Régine Vanheems – Il y a eu un grand malentendu sur ce que voulait dire digitaliser les points de ventes. Beaucoup se sont engouffrés dans la mode consistant à mettre des écrans partout et à livrer les gens à eux-mêmes. Ensuite, on a dit « les vendeurs doivent être équipés de tablettes ». Nous avons fait des enquêtes mystères dans une enseigne qui l’a fait. Le scénario avait pour objectif que le vendeur sorte sa tablette. L’enquêteur mystère n’y est jamais arrivé ! Aucun vendeur ne sortait sa tablette. Après ça, le mot d’ordre a été « le vendeur doit systématiquement utiliser sa tablette », ce qui est une généralisation tout aussi absurde ! C’est pertinent et utile dans certains cas et pas dans d’autres ! C’est fondamentalement au vendeur, dont la mission est de décrypter les situations de vente, de décider si, avec le client qu’il a en face de lui, cela a du sens ou non.

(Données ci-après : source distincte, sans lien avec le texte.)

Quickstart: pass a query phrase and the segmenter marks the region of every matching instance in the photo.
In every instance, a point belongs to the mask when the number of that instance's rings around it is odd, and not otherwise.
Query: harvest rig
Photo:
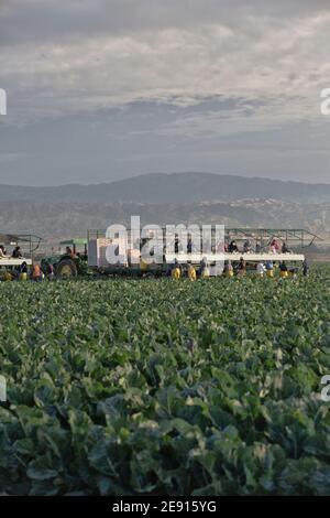
[[[161,277],[168,270],[168,265],[175,260],[182,265],[193,265],[198,267],[201,260],[206,260],[210,266],[223,261],[231,261],[233,266],[238,265],[243,258],[249,269],[256,268],[258,262],[280,262],[285,261],[288,266],[297,267],[305,260],[305,249],[308,249],[314,242],[322,239],[316,234],[305,229],[283,229],[283,228],[226,228],[224,242],[235,241],[237,250],[228,251],[224,248],[218,249],[216,242],[216,226],[212,226],[210,233],[209,251],[196,252],[194,248],[190,250],[176,247],[178,235],[173,234],[172,240],[174,247],[172,251],[166,249],[168,245],[168,235],[165,239],[165,228],[156,234],[151,231],[150,235],[140,238],[133,248],[129,248],[131,244],[131,233],[127,231],[127,237],[121,238],[119,235],[114,238],[107,237],[106,230],[88,230],[87,239],[76,238],[65,241],[67,246],[74,249],[73,255],[63,255],[61,257],[47,258],[48,262],[53,262],[56,276],[59,278],[77,277],[80,273],[98,273],[105,276],[122,276],[122,277]],[[194,236],[190,236],[194,241]],[[276,240],[280,246],[286,245],[287,252],[280,249],[272,250],[271,244]],[[124,259],[120,257],[121,240],[127,250]],[[155,248],[161,250],[161,261],[148,261],[145,263],[141,256],[142,246],[153,240]],[[251,244],[251,249],[244,251],[244,242]],[[64,241],[63,241],[64,242]],[[118,246],[118,261],[109,263],[107,259],[107,249],[109,246]],[[81,250],[78,250],[78,245]],[[152,253],[151,253],[152,255]],[[217,273],[215,273],[217,274]]]
[[[0,258],[0,269],[20,267],[22,262],[31,267],[41,242],[41,237],[31,234],[0,234],[0,245],[8,250],[6,257]],[[12,250],[15,247],[21,248],[22,257],[12,257]]]

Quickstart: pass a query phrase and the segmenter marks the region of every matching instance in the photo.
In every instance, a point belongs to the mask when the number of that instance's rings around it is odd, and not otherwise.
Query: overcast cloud
[[[0,182],[329,182],[329,1],[2,0]]]

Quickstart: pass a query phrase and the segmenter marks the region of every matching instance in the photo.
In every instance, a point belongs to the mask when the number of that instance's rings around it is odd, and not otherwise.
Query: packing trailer
[[[34,252],[37,250],[42,238],[31,234],[1,234],[0,245],[8,251],[7,257],[0,258],[0,269],[14,269],[26,262],[28,267],[33,263]],[[15,247],[21,247],[22,257],[14,259],[11,257]]]
[[[124,242],[127,250],[127,258],[124,261],[118,258],[118,265],[109,265],[107,260],[107,247],[113,242],[112,239],[106,237],[105,230],[89,230],[88,231],[88,266],[92,270],[102,273],[117,273],[117,274],[134,274],[139,272],[144,273],[162,273],[166,270],[166,266],[170,265],[177,259],[182,265],[190,263],[199,266],[202,259],[206,259],[210,265],[221,261],[231,261],[237,265],[241,258],[252,268],[256,267],[258,262],[280,262],[285,261],[288,265],[302,263],[305,260],[304,249],[311,246],[315,241],[321,240],[315,234],[304,229],[265,229],[265,228],[226,228],[224,241],[228,245],[231,241],[237,241],[240,250],[243,250],[244,242],[249,240],[252,244],[252,250],[249,252],[238,251],[229,253],[223,250],[217,253],[215,249],[211,253],[195,253],[194,250],[189,253],[177,250],[176,252],[166,252],[165,247],[165,229],[161,230],[157,239],[160,248],[164,250],[163,262],[154,265],[143,265],[141,260],[139,246],[130,249],[130,230],[128,230],[128,238]],[[155,236],[151,236],[151,239]],[[176,235],[173,236],[176,239]],[[271,250],[271,242],[276,239],[280,246],[285,242],[289,252],[282,253],[280,251],[274,252]],[[116,241],[118,242],[118,241]],[[257,251],[255,251],[257,249]]]

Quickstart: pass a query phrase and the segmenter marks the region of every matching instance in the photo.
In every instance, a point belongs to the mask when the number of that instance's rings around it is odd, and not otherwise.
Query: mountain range
[[[96,185],[0,186],[0,231],[34,233],[48,241],[87,229],[208,223],[306,228],[329,239],[330,184],[211,173],[146,174]]]
[[[0,202],[183,204],[206,201],[272,198],[330,202],[330,184],[221,175],[213,173],[144,174],[112,183],[29,187],[0,185]]]

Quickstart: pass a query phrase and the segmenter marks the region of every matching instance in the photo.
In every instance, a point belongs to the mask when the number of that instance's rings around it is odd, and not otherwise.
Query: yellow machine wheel
[[[72,259],[64,259],[56,267],[56,277],[58,279],[69,279],[78,276],[78,270],[75,261]]]
[[[172,279],[179,279],[182,277],[182,272],[179,268],[174,268],[170,272]]]

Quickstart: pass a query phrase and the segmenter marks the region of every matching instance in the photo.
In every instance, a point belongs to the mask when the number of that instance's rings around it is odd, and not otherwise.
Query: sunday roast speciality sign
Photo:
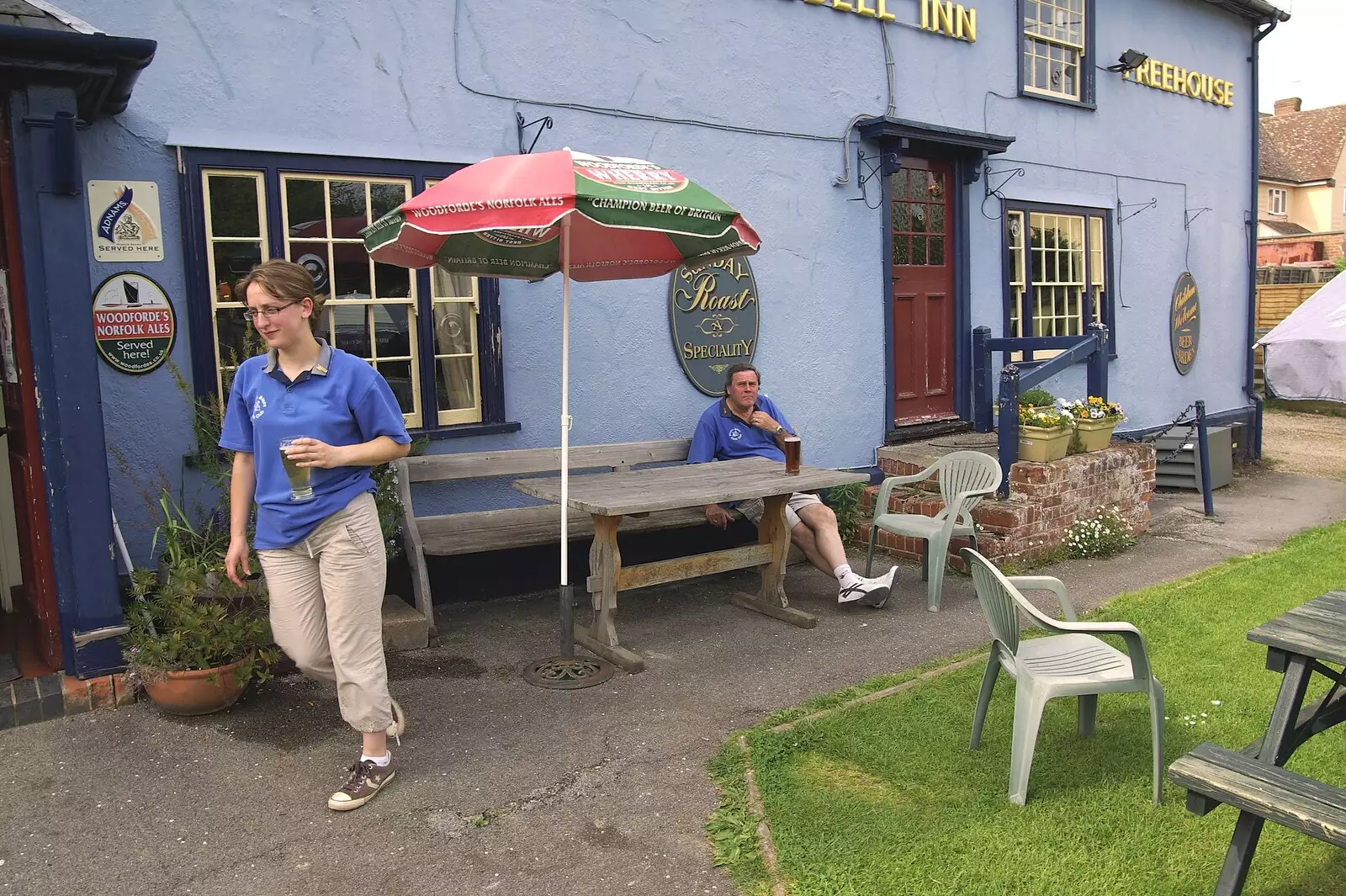
[[[669,281],[669,330],[682,373],[707,396],[724,394],[724,371],[752,363],[758,340],[756,280],[747,258],[725,258]]]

Le véritable objectif de la digitalisation des points de vente est de pouvoir reconnaître le client dès son entrée en magasin. En ligne, c’est très facile de reconnaître un client et d’utiliser ce qu’on sait de lui pour mieux le servir, au sens large. En magasin, le client reste généralement anonyme et ce n’est qu’au moment du paiement qu’on le « reconnaît » parce qu’il sort sa carte de fidélité.

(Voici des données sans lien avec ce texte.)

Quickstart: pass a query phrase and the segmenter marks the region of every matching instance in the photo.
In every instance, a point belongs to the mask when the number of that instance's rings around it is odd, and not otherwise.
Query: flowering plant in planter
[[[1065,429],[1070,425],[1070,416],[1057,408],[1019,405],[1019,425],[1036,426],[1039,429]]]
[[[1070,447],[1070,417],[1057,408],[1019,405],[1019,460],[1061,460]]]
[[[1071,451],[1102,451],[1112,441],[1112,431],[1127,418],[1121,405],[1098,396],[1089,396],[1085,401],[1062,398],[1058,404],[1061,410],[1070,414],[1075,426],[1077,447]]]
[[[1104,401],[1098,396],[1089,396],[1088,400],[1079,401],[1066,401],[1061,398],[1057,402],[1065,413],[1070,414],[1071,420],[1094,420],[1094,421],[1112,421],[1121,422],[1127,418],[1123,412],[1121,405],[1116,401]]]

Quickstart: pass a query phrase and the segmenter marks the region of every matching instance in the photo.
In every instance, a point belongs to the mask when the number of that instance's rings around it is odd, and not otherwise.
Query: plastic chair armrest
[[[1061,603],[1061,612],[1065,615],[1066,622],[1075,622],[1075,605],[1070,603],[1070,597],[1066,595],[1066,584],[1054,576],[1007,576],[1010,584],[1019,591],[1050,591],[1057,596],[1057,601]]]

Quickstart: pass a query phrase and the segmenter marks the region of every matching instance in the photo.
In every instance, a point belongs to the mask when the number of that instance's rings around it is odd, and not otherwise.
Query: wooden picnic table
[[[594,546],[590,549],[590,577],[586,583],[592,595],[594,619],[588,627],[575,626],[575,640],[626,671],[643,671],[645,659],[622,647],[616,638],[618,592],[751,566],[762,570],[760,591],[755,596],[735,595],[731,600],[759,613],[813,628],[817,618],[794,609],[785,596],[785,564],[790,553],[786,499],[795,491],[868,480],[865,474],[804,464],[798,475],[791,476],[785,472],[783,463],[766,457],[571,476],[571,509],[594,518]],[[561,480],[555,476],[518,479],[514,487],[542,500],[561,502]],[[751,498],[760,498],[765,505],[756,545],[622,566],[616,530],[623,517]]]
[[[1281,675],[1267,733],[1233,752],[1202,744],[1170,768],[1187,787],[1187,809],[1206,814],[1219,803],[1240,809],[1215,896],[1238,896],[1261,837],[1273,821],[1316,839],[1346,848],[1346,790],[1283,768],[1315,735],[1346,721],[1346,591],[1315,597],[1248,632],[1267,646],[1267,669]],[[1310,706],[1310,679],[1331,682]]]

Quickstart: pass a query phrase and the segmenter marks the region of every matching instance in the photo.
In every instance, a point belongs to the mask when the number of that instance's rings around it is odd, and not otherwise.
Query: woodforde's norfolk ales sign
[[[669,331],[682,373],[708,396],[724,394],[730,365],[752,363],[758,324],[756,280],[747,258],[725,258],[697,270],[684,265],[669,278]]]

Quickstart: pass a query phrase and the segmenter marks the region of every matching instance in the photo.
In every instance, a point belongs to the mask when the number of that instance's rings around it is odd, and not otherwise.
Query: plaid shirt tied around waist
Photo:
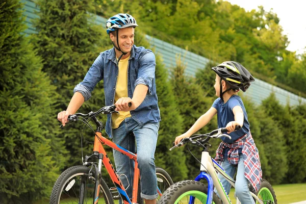
[[[259,189],[262,172],[259,160],[258,149],[255,145],[254,140],[250,132],[237,140],[233,144],[222,142],[216,151],[215,160],[217,162],[224,161],[223,151],[225,148],[230,149],[227,153],[227,159],[233,164],[238,164],[239,155],[238,150],[241,148],[243,155],[244,176],[252,184],[256,191]]]

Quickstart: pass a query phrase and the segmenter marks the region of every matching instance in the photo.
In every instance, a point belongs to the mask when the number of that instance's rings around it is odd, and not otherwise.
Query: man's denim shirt
[[[114,104],[118,73],[114,49],[113,48],[100,53],[83,81],[74,88],[73,93],[76,91],[80,92],[85,100],[87,100],[91,96],[90,93],[96,85],[103,80],[106,105],[111,106]],[[155,84],[156,65],[155,56],[152,51],[143,47],[133,46],[128,71],[129,97],[133,97],[135,87],[138,84],[145,85],[148,88],[147,94],[142,103],[136,109],[130,112],[132,117],[141,126],[147,123],[158,123],[161,120]],[[102,106],[103,105],[101,104]],[[108,114],[106,130],[111,138],[112,137],[111,124],[111,114]]]

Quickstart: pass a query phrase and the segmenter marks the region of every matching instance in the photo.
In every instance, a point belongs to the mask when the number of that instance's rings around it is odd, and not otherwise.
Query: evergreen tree
[[[273,93],[263,101],[260,109],[261,111],[257,115],[258,120],[261,122],[259,139],[264,147],[262,153],[268,160],[266,168],[263,168],[263,176],[271,183],[279,184],[285,177],[288,166],[285,128],[278,122],[277,118],[286,118],[288,114]],[[277,173],[274,173],[274,169],[277,169]]]
[[[34,35],[38,53],[44,61],[43,70],[50,77],[59,95],[53,114],[65,110],[73,95],[74,86],[83,81],[86,72],[100,52],[111,47],[110,41],[103,27],[94,24],[89,14],[93,11],[90,1],[38,1],[40,11],[34,22],[37,33]],[[102,46],[101,45],[103,45]],[[78,111],[87,113],[105,106],[103,82],[92,92],[94,96]],[[101,119],[105,121],[106,117]],[[57,123],[56,119],[54,123]],[[81,164],[81,122],[69,124],[58,133],[65,139],[70,151],[66,167]],[[58,124],[59,126],[59,124]],[[84,133],[84,155],[91,155],[94,134],[89,128]]]
[[[287,127],[284,130],[287,145],[288,171],[286,183],[306,182],[306,104],[294,108],[287,107],[291,117],[287,119]],[[284,118],[285,119],[285,118]],[[285,122],[285,121],[283,121]]]
[[[22,32],[18,1],[0,2],[0,202],[31,203],[49,195],[63,166],[53,108],[55,87]]]
[[[183,132],[188,131],[193,125],[198,118],[209,109],[214,100],[214,98],[207,97],[201,86],[193,78],[186,76],[185,74],[186,66],[180,60],[176,61],[176,66],[172,70],[170,81],[174,92],[175,100],[181,115],[183,118]],[[212,72],[213,72],[213,71]],[[205,128],[198,133],[206,133],[218,128],[216,117],[213,119]],[[221,141],[211,140],[213,148],[210,152],[213,157],[215,155],[215,150]],[[192,154],[198,160],[200,158],[201,149],[192,145],[188,145]],[[186,165],[188,167],[188,178],[194,178],[199,173],[200,164],[191,155],[188,147],[185,146],[184,151],[187,158]],[[182,147],[181,147],[182,148]]]

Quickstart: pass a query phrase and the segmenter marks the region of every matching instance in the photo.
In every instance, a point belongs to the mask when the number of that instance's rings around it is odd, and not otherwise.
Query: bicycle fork
[[[89,170],[88,177],[89,179],[93,179],[94,178],[95,188],[93,191],[93,195],[94,195],[94,199],[93,201],[93,204],[96,204],[98,202],[99,193],[100,191],[100,179],[101,178],[101,171],[102,169],[102,160],[103,160],[103,154],[99,153],[96,151],[94,151],[93,154],[90,156],[85,156],[85,161],[84,165],[86,166],[88,164],[88,161],[90,159],[97,159],[98,160],[98,165],[94,163],[91,165],[91,168]],[[94,177],[93,178],[91,173],[93,168],[94,167]],[[82,188],[80,187],[80,188]],[[82,189],[80,189],[82,190]],[[81,192],[83,192],[81,191]],[[80,196],[83,198],[83,196]],[[80,203],[83,204],[83,198],[80,199]]]

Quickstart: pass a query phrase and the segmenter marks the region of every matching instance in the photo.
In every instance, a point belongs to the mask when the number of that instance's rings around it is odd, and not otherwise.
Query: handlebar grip
[[[241,129],[241,126],[240,125],[236,125],[235,129],[235,131],[238,131],[238,130],[240,130]],[[225,128],[222,128],[221,129],[221,132],[223,133],[224,133],[228,132],[228,131]]]
[[[69,115],[68,116],[68,120],[69,120],[70,119],[70,117],[71,117],[72,115]]]

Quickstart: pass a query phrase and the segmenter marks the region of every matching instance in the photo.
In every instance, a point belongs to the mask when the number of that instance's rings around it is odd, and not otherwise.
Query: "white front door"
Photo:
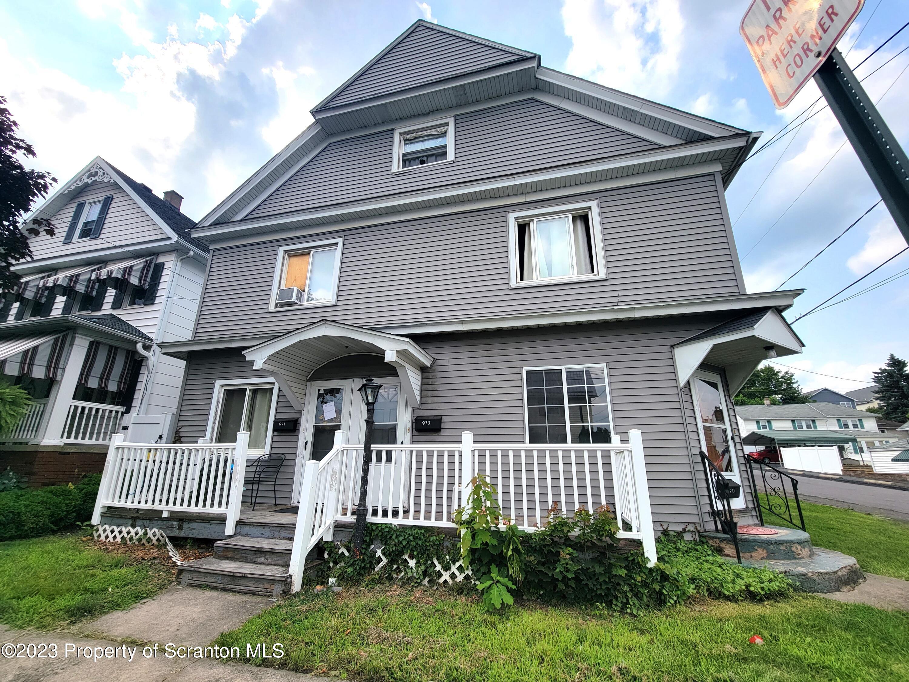
[[[726,478],[742,486],[742,474],[735,456],[735,439],[723,380],[717,374],[698,370],[691,377],[691,393],[694,399],[701,449]],[[737,498],[730,500],[734,509],[744,508],[744,486],[741,491]]]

Heureusement c’est en train de changer. La French Tech est d’ailleurs très dynamique dans ce domaine. Si vous avez un smartphone, on commence aujourd’hui à pouvoir vous identifier lorsque vous entrez dans le magasin et à coupler votre historique d’achat avec votre parcours dans le point de vente. Certains conseillers ou conseillères, c’est le cas chez Sephora par exemple, ont accès à votre historique d’achat on et off-line sur leur smartphone ou tablette. Ils sont alors en mesure de vous proposer des produits qui vont vous intéresser. On revient aux fondamentaux du commerce, avec une technologie qui devient transparente.
Dans un autre registre, les Dash Buttons et le service Dash Replenishment d’Amazon sont maintenant disponibles en France. Quel regard portez-vous sur ces solutions ?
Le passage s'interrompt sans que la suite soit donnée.